「君は…、馬鹿だな」
石丸くんは本当に呆れたような口調で言う。私にはそれが、見捨てられるんじゃないか、という不安の一要素にしかならず、顔を頷かせた。私の顔なんて、石丸くんも見たくないだろう。
「また、くだらないことを考えているな」
「…別に」
「君は、腐川くんと同じぐらい、たちが悪いな。いや、君の方が悪いかもしれない。何故なら、君は表面上、全く普通の人間を演じきっているからだ。…辛くはないのかね?」
「別に」
「君はその笑顔の裏に並々ならぬ猜疑心を抱えている。みんなは気付かないだろう。君の笑顔は完璧だ」
「別に」
「ああ、君のことだから、みんながそれを見透かした上で自分を馬鹿にしているんじゃないか、と思っているかもしれないな」
「別に」
「それは大きな間違いだ。さっきも言った通り、君の笑顔は完璧だ。だからこそ、みんな、本当の君に気付かない…」
石丸くんは私を見る。目を合わせると、逸らせなくなりそうなので、止める。
「僕の為に生きてくれないか」
随分情熱的な、プロポーズとも取れる言葉だった。私は断ろうと思う。石丸くんの言葉を疑っているわけではない。理由は単純な、私への猜疑心だ。今、私が彼を好きでいる気持ちが、一年後も十年後も続いているという保証は無いのである。それがひどく恐ろしい。そうなって、彼と別れることになったとして、悲しい思いをさせて、それまでの付き合った時間を無駄にさせてしまうなら、初めから何もない方が、まだましに決まってる。よし、断ろう。石丸くんはいい人だ。この地球上には探せば、少なくとも私ではない、彼に最もふさわしい人がいるに決まってる。その機会を奪ってしまうのも忍びない。

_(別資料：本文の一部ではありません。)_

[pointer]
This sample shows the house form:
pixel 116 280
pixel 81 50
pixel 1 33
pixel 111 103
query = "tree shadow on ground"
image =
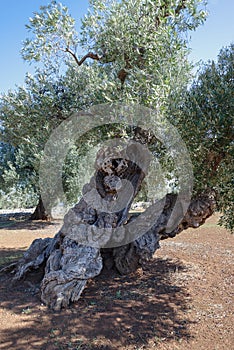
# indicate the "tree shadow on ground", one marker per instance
pixel 114 312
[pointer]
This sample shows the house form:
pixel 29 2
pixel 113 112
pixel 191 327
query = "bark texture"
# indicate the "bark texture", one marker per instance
pixel 86 243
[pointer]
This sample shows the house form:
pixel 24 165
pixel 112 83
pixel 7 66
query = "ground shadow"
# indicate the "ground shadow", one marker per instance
pixel 21 221
pixel 114 312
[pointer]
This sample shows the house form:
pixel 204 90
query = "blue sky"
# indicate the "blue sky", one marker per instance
pixel 218 31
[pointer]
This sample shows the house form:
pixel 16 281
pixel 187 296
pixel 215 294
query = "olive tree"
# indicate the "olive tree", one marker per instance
pixel 136 53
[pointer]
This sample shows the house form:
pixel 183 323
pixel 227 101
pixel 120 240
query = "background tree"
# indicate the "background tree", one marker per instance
pixel 208 112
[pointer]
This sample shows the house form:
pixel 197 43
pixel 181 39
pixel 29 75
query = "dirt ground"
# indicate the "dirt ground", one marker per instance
pixel 183 299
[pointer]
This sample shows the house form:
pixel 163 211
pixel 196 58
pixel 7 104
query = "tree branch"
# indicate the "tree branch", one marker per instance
pixel 80 62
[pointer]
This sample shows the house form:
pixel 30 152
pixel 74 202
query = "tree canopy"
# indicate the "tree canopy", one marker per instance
pixel 134 52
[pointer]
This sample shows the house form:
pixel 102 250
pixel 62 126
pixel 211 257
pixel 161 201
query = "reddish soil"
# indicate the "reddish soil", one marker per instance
pixel 183 299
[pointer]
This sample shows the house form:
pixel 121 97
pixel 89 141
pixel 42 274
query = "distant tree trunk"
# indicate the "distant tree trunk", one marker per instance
pixel 85 243
pixel 40 212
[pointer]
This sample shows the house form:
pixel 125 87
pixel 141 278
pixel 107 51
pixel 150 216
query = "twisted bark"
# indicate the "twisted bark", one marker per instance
pixel 89 238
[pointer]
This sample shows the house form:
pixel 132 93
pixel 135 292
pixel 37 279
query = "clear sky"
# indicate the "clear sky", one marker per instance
pixel 218 31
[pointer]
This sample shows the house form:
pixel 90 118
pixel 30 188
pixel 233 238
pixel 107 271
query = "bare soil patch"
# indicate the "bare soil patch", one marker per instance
pixel 183 299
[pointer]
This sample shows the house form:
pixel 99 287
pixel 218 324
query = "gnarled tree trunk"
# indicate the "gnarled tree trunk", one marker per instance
pixel 99 231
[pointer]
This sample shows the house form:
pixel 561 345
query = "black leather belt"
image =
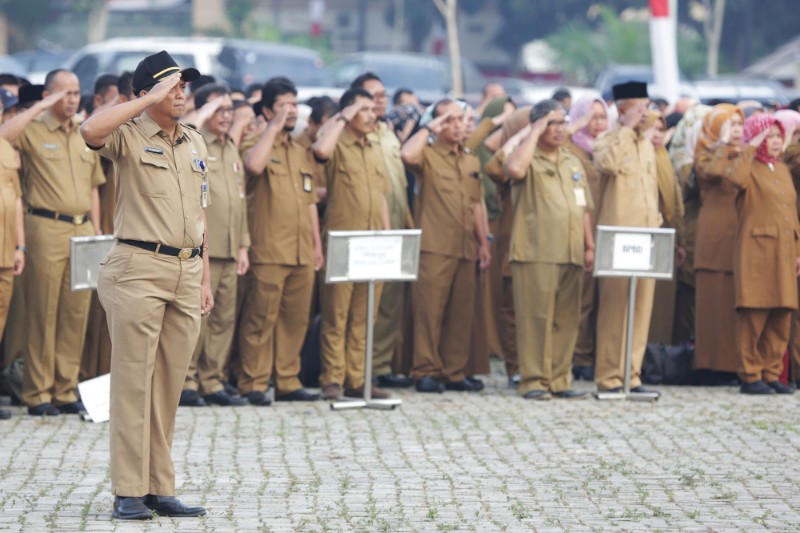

「言っておくが、僕のためを思って、とか、そんなくだらない理由で断ろうとしているなら止めてほしい。大変不愉快だ。僕は君の、くだらない後付けなんかに興味は無い。本心だけ、聞かせてくれ。好きか嫌いか。二択だ。そして、もし僕の幸せを願うなら、好きだと言ってくれ。これから先、とても君以外を愛せそうにないのだ」
こういう時、私の涙腺は泣くように出来ていない。